L'edizione 2006 del campionato del mondo di calcio ha già una settimana di partite sul groppone e le sensazioni predominanti, per il momento, sono la noia e il "déjà vu". Le sorprese, fino a qui, sono state molto scarse, se si eccettuano due pareggi: quello degli allegri dilettanti di Trinidad & Tobago contro la favorita Svezia e lo 0 a 0 tra la Svizzera e i "bleus" di Francia, che va stretto soprattutto ai ragazzi di Köbi Kuhn.
Anche la cerimonia inaugurale, a base di tradizione bavarese e non meglio precisate danze e musiche esotiche che ha preceduto l'incontro tra i padroni di casa e la Costarica, non è un evento destinato a passare alla storia.

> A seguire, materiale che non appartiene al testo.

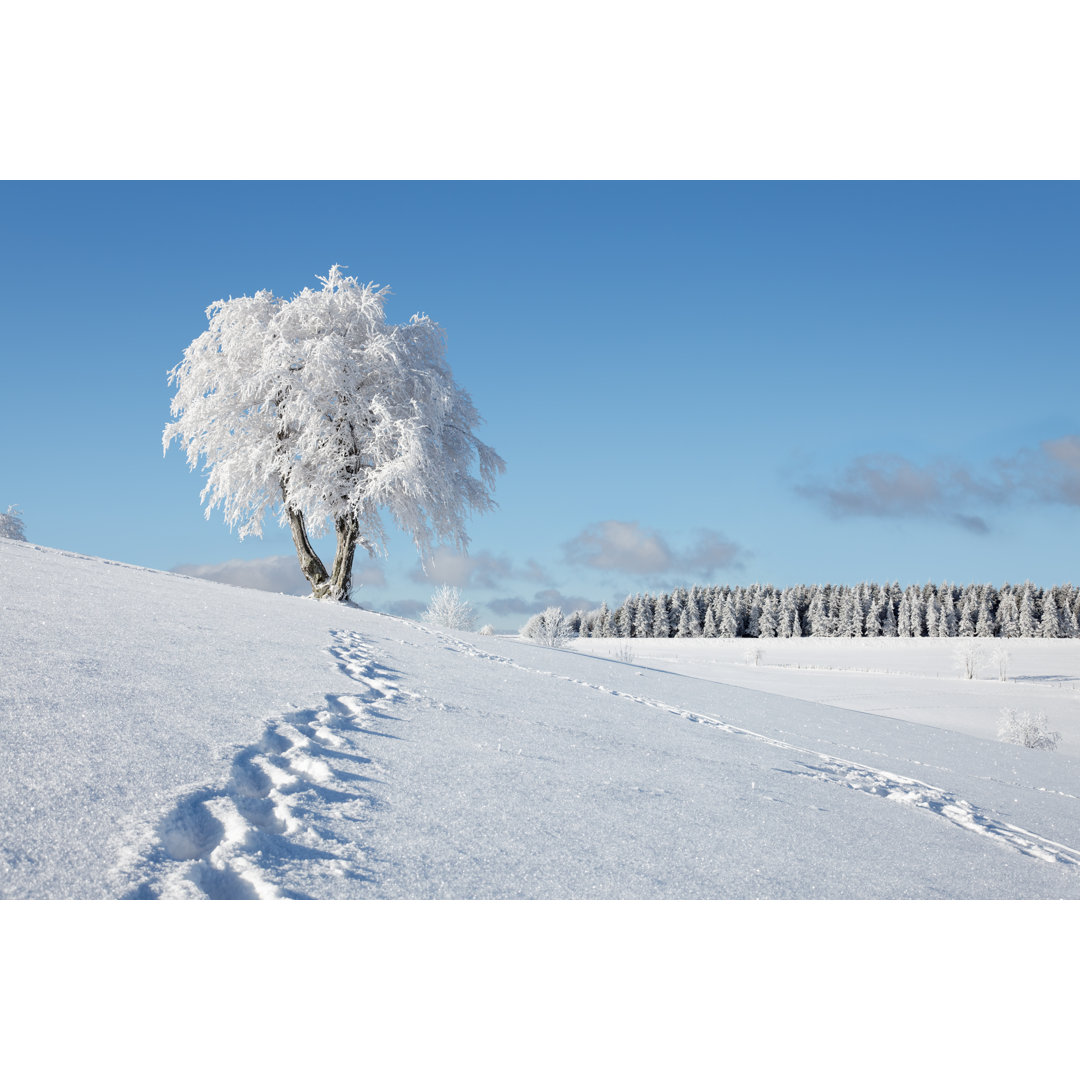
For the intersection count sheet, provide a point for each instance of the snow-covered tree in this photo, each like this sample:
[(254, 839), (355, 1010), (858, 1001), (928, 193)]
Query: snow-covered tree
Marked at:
[(549, 628), (448, 609), (11, 525), (322, 409), (1027, 729)]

Di più, se mai, rimarrà nella memoria dei presenti la fine di un antico pregiudizio: quello relativo alla perfetta organizzazione dei tedeschi. A giudicare dall'avvio, infatti, la gioiosa macchina del mondiale allestita da Franz Beckenbauer e soci si è inceppata in modo clamoroso. Guardiani dello stadio che davano indicazioni contraddittorie in un pessimo inglese, fotografi accreditati da mesi per cui non erano stati riservati i necessari spazi a bordo campo, tribuna stampa raggiungibile solo a patto di non perdersi nel labirinto dei sotterranei del nuovissimo impianto: questi e tanti altri inconvenienti hanno fatto da contorno alla prima del mondiale.

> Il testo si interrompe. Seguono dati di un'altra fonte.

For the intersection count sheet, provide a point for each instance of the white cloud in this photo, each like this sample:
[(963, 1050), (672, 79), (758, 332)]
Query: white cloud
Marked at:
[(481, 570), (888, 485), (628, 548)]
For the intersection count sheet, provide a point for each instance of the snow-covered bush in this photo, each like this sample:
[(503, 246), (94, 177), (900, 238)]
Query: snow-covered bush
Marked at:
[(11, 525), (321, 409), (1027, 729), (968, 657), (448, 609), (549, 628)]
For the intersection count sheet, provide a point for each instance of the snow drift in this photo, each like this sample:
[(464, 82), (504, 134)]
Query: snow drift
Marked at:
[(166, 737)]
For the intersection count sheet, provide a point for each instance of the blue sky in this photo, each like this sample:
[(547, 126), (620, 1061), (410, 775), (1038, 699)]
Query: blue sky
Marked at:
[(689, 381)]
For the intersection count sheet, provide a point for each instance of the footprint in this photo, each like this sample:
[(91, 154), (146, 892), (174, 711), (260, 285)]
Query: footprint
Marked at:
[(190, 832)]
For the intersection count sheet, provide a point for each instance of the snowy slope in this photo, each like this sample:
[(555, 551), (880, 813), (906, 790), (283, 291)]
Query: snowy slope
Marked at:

Il flop organizzativo è riassunto tutto nella tragica figura di Ralf B., autista di uno degli autobus destinati al trasporto dei giornalisti accreditati dal centro stampa allo stadio di Monaco. Un percorso di appena dieci chilometri che Ralf B. è riuscito a rendere avventuroso, sbagliando per ben due volte l'uscita dell'autostrada, perdendosi quindi nella campagna bavarese e consegnando, infine, a pochi minuti dal fischio d'inizio, il suo carico di giornalisti furibondi nel settore diametralmente opposto alle postazioni stampa.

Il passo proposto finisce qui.